Example of a Pipeline Combining BGData and BGLR

Assumptions

Load the packages BGData, BGLR, data.table, and qqman:

library(BGData)
library(BGLR)
library(data.table)
library(qqman)

Set paths:

genoPath is the directory containing the .bed+.bim+.fam filesets (following the naming scheme chrom{1..22,X,Y,XY,MT})
phenoPath is the directory containing a preprepared phenotype file called phenotypes.csv with two initial columns FID and IID
sampleQcPath is the directory containing the Sample-QC file (version 1)
withdrawalsPath is the directory containing the project-specific list of samples that have withdrawn from UKB

Module 1: Data Preparation

1. Form a linked array with genotypes

Load each chromosome as a BEDMatrix object and link them by columns to a ColumnLinkedMatrix object:

X <- as.ColumnLinkedMatrix(lapply(c(1:22, "X", "Y", "XY", "MT"), function(chrom) {
    BEDMatrix(paste0(genoPath, "/chrom", chrom))
}))
rownames(X) <- sapply(strsplit(rownames(X), "_"), `[`, 1) # convert names from FID_IID to eid

Combine genotypes and phenotypes into a BGData object:

DATA <- as.BGData(X, alternatePhenotypeFile = paste0(phenoPath, "/phenotypes.csv"))

Module 2: Genotype Filtering

allSamples <- rownames(DATA@geno)
allVariants <- colnames(DATA@geno)

The original 26 .bed files (autosomal chromosomes, sex chromosomes, and mitochondrial DNA) contain 805426 variants for each of the 488377 samples.

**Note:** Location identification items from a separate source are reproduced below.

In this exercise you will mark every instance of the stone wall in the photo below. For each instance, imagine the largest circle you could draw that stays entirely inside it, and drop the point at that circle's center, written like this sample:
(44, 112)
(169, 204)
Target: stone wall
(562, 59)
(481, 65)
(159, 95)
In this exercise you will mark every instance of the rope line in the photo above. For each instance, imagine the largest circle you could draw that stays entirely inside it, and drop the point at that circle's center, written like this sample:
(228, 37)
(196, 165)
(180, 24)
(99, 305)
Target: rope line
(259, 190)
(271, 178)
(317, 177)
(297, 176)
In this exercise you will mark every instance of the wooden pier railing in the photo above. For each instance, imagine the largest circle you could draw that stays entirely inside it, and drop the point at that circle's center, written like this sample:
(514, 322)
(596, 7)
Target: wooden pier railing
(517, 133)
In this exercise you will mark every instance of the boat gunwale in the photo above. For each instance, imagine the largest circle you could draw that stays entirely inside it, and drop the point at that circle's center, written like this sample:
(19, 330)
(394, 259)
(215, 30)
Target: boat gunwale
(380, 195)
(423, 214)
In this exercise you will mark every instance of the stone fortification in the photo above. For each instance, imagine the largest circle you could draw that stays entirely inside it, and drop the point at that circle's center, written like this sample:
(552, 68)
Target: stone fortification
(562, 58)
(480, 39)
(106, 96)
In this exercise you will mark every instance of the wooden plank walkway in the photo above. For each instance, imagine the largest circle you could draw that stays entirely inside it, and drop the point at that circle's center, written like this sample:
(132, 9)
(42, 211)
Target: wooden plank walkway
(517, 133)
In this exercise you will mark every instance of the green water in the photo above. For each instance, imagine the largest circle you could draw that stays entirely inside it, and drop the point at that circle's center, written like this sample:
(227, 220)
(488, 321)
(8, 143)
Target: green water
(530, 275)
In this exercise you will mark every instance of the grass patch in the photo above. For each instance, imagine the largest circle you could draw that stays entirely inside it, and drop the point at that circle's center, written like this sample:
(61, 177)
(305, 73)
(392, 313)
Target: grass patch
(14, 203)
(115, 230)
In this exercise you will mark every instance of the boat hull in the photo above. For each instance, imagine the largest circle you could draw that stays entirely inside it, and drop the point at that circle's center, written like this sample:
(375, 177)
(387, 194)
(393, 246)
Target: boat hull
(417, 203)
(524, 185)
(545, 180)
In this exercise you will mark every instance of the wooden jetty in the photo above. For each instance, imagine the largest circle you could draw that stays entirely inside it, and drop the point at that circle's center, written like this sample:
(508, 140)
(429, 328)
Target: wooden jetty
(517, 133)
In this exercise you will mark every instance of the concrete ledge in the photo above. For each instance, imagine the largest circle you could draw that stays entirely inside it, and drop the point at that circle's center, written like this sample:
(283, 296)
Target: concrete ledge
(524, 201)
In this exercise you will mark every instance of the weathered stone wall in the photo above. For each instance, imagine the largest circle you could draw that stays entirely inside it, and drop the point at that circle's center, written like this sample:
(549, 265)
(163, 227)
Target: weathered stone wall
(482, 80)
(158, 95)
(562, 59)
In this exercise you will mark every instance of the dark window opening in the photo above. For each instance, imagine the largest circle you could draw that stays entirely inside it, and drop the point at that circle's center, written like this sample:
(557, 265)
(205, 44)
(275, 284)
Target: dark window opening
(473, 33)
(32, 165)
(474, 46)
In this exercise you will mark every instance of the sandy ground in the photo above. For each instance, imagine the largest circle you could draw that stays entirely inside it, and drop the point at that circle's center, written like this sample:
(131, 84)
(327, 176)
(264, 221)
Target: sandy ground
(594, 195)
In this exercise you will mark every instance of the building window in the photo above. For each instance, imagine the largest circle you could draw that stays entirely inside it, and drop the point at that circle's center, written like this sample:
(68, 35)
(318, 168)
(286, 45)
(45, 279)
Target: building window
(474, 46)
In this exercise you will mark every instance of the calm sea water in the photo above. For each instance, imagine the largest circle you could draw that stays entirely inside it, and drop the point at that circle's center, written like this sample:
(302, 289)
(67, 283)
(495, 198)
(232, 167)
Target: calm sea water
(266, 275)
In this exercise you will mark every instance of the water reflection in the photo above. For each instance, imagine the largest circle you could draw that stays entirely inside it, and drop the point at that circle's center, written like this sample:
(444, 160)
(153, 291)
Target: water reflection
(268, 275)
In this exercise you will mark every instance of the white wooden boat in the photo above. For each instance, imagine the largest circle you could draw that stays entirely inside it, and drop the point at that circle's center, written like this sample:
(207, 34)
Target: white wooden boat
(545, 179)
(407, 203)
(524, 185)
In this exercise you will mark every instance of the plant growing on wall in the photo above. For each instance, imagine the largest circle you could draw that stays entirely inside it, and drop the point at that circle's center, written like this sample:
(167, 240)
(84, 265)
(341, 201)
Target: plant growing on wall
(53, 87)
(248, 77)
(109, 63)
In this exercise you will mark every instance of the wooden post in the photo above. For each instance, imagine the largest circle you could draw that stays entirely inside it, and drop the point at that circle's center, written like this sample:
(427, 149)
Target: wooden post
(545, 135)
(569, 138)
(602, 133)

2. Determine white British cohort

Determine white samples using the in.white.British.ancestry.subset column of the sample QC file:

sampleQC <- fread(paste0(sampleQcPath, "/ukb_sqc_v2.txt"), select = 24, col.names = "in.white.British.ancestry.subset", data.table = FALSE)
whiteSamples <- allSamples[sampleQC$in.white.British.ancestry.subset == "1"]

Load withdrawals and remove them from white British cohort:

withdrawals <- scan(paste0(withdrawalsPath, "/w15326.csv"), what = "")
whiteSamples <- setdiff(whiteSamples, withdrawals)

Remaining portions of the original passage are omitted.